The layers on note there are:

Player Action - the thing to be done Input Behavior Controller - the device Controller Maps - how to connect the device to the actions Map Categories - meta Layouts - meta

Of note here is probably the complete separation of Action from Controller and the very comprehensive auto-assignment settings system by which it handles many different platforms and controller types. And further, that the Controller Maps are both settings built into the application, and also meant to be programmatically controlled at runtime by the player. Such that I can provide pre-defined platform specific maps, and also allow the user to choose and edit them if I provide such UI for them to do so.

The general gist being, that the actions are purely abstract. The controller is concrete. The controller map is what binds them in a logical manner. And the auto-assignment logic is cognizant of the fact that there are many platforms, controllers and maps which need to be intelligently assigned to one another at runtime. And further, custom logic may be required and provided by me at application level to do so.

For comparison, what's really strange about your ActionMap system, is that I'm creating a single object, an ActionMap, that contains actions, controllers, and controller maps all bound together at once. Where really they should probably be separate and bound at runtime.
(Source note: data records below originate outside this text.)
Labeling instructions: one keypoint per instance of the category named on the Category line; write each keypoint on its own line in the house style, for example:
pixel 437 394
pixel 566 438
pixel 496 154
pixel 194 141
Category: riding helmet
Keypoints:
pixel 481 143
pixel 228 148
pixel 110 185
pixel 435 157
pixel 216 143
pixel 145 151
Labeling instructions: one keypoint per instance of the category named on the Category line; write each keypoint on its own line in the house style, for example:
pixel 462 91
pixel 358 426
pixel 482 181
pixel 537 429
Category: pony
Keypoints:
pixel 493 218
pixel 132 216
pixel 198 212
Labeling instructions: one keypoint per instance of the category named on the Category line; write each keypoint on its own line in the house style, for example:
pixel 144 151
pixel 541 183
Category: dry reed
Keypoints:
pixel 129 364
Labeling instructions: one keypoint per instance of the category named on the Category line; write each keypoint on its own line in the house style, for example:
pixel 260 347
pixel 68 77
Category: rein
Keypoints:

I should be defining the actions separate from the actual description of how a controller activates those actions. and they should be bound last minute by intelligent selection based on platform amongst other runtime criteria.

I realize I could probably implement MyTool.actionMap.get to switch action-maps based on platform. But then again, your system doesn't seem to want me to build multiple ActionMaps for the same purpose. Nor does it want me to subclass platform specific ActionMaps from a platform agnostic ActionMap.

If such a system were in place, where I could define many ActionMaps that implement the same actions, and control how they're applied at runtime, I might be able to do "handedness" myself the same way I would handle multi-platform controller swapping. But without such a system in-place, I can't put that kludge in place either.